In another embodiment, the pharmaceutical aqueous solution formulation comprises from 1 to 20 mg/ml of Orellanine; a phosphate buffer wherein the concentration of the buffer is from 40 to 60 mM; and from 0.5 to 0.9 wt % sodium chloride; wherein the pH of the formulation is in the range of 7.2 to 7.5 and optionally wherein the osmolality of the formulation is in the range of from 250 to 350 mOsm.
In another embodiment, the pharmaceutical aqueous solution formulation comprises from 5 to 15 mg/ml of Orellanine; a phosphate buffer wherein the concentration of the buffer is from 40 to 60 mM; and from 0.5 to 0.9 wt % sodium chloride; wherein the pH of the formulation is in the range of 7.2 to 7.5 and optionally wherein the osmolality of the formulation is in the range of from 250 to 350 mOsm.
In another embodiment, the pharmaceutical aqueous solution formulation comprises from 0.1 to 40 mg/ml of Orellanine; a phosphate buffer chosen from NaH2PO4 - Na2HPO4 or Citrate - Na2HPO4 wherein the concentration of the buffer is from 40 to 60 mM; and from 0.5 to 0.9 wt % sodium chloride; wherein the pH of the formulation is in the range of 7.2 to 7.5 and optionally wherein the osmolality of the formulation is in the range of from 250 to 350 mOsm.

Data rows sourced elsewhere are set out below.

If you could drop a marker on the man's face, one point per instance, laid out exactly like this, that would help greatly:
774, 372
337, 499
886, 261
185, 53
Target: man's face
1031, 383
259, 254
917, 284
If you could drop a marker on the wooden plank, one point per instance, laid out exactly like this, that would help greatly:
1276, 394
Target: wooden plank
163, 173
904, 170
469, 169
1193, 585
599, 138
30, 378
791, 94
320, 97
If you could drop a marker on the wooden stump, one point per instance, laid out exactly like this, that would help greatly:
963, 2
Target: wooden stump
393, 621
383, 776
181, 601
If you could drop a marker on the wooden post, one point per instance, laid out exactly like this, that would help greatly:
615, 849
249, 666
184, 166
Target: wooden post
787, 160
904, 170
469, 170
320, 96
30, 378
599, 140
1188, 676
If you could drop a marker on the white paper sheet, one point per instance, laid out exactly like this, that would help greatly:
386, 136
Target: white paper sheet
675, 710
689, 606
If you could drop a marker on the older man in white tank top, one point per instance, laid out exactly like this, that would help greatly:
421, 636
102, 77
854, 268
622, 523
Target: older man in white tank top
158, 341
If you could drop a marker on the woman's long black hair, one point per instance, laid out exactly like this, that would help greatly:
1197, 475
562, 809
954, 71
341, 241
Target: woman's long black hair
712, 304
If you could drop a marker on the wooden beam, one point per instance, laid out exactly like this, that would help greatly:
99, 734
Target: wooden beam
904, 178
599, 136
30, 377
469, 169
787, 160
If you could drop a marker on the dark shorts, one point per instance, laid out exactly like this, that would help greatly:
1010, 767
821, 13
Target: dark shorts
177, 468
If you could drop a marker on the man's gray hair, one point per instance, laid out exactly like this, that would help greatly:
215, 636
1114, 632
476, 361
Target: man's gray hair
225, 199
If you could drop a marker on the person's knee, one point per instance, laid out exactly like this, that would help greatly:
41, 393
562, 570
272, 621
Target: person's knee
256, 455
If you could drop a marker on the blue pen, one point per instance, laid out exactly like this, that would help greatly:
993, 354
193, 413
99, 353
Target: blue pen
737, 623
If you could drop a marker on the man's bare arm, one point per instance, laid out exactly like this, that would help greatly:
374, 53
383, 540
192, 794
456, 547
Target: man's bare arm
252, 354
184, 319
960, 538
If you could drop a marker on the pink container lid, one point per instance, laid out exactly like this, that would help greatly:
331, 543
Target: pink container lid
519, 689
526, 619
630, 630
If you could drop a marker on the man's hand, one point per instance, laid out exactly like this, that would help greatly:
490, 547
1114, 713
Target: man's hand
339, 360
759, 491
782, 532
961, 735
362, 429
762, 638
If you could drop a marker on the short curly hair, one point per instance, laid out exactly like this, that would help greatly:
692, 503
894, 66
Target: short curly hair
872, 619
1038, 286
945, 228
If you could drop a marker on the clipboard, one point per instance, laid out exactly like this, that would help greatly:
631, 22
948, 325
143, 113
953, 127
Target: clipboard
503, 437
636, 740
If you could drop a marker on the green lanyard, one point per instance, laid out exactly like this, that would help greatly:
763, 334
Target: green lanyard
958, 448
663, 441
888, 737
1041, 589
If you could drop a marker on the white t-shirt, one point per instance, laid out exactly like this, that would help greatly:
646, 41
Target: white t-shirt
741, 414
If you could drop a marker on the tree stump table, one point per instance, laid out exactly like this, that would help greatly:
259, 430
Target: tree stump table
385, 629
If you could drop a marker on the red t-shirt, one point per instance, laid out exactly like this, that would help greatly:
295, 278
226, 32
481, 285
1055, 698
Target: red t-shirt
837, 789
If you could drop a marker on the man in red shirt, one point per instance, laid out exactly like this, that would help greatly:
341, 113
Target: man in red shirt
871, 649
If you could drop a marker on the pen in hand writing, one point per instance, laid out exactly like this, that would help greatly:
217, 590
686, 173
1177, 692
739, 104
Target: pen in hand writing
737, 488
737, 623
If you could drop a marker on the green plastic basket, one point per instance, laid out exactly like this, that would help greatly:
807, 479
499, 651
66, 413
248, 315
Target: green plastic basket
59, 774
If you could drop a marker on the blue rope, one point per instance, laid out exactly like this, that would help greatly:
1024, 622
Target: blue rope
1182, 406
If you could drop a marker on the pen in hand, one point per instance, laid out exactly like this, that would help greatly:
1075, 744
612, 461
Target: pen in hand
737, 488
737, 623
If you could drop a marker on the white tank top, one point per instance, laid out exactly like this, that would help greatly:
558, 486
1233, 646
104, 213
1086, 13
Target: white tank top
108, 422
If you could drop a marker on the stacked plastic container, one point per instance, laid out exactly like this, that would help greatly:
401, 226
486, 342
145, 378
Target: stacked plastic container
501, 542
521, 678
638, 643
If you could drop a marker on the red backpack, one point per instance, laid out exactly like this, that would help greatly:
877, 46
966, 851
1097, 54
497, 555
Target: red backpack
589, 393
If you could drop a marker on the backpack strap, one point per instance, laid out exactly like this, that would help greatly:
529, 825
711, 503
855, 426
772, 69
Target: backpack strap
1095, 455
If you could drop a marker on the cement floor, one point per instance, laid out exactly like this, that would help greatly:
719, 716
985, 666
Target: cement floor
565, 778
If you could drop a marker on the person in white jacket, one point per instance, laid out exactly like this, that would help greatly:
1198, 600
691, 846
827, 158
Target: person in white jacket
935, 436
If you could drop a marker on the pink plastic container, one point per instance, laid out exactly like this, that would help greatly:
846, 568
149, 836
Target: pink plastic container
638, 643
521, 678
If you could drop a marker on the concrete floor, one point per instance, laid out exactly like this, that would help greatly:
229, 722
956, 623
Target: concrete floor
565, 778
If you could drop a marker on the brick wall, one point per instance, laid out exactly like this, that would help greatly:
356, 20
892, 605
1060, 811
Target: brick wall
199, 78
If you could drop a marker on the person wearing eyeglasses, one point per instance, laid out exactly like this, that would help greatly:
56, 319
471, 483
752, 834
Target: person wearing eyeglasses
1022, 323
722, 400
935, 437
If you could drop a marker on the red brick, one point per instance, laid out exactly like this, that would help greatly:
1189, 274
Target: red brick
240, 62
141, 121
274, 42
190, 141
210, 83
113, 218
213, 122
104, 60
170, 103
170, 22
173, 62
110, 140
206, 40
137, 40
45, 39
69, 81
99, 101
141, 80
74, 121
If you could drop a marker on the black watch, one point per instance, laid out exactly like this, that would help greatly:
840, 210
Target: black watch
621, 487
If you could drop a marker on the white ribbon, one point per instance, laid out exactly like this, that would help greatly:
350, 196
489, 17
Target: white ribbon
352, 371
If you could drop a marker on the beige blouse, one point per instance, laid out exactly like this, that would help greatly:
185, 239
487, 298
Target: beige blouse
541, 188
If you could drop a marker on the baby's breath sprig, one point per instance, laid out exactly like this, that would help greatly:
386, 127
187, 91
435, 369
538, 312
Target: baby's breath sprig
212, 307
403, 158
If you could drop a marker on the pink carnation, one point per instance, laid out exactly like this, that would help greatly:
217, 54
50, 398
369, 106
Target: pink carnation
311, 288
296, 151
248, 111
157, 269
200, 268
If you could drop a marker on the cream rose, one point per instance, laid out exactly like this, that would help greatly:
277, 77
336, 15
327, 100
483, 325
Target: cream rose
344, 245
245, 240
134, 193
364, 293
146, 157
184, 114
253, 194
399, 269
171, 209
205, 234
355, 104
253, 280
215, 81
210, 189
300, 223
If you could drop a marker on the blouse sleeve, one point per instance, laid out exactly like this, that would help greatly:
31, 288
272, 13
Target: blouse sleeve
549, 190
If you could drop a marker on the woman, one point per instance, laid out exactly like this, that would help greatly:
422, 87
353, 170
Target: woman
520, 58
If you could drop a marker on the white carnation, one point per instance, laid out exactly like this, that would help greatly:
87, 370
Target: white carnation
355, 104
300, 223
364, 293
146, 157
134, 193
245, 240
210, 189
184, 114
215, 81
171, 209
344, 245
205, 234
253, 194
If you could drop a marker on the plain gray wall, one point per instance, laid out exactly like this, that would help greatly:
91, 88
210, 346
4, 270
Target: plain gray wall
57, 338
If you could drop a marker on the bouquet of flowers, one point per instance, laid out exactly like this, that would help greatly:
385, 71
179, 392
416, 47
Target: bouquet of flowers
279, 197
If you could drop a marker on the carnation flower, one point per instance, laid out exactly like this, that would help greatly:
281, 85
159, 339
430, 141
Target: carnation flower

In another embodiment, the pharmaceutical aqueous solution formulation comprises from 1 to 20 mg/ml of Orellanine; a phosphate buffer chosen from NaH2PO4 - Na2HPO4 or Citrate - Na2HPO4 wherein the concentration of the buffer is from 40 to 60 mM; and from 0.5 to 0.9 wt % sodium chloride; wherein the pH of the formulation is in the range of 7.2 to 7.5 and optionally wherein the osmolality of the formulation is in the range of from 250 to 350 mOsm.
In another embodiment, the pharmaceutical aqueous solution formulation comprises from 5 to 15 mg/ml of Orellanine; a phosphate buffer chosen from NaH2PO4 - Na2HPO4 or Citrate - Na2HPO4 wherein the concentration of the buffer is from 40 to 60 mM; and from 0.5 to 0.9 wt % sodium chloride; wherein the pH of the formulation is in the range of 7.2 to 7.5 and optionally wherein the osmolality of the formulation is in the range of from 250 to 350 mOsm.
The formulation may be prepared by a method comprising steps of:
a) adding a buffer to an aqueous solution of Orellanine; b) stirring; and c) adjusting the pH by addition of additional buffer, by addition of base (e.g. sodium hydroxide), and/or by addition of acid (e.g. hydrochloride acid).
Alternatively, the formulation may be prepared by a method comprising steps of: a) adding Orellanine (optionally as an aqueous solution) to a buffer; b) stirring; and c) adjusting the pH by addition of additional buffer, by addition of base (e.g. sodium hydroxide), and/or by addition of acid (e.g. hydrochloride acid).
The steps of stirring and adjusting the pH may be repeated several times to ensure that the final pH is within the chosen range. The inventors have observed that the pH of the formulation may change upon stirring such that pH adjustment is needed to provide a pH within the chosen range and to provide a stable formulation.
The buffer may be prepared by combining the buffer components (e.g. as NaH2PO4 and Na2HPO4, or sodium citrate and Na2HPO4) with water for injection and with sodium chloride.
The formulation may be filtered (e.g. through a 0.22 pm PVDF filter) before it is packaged. The formulation may be packaged in conventional vessels, such as glass injection vials. The vials may be stoppered and sealed with flip off caps.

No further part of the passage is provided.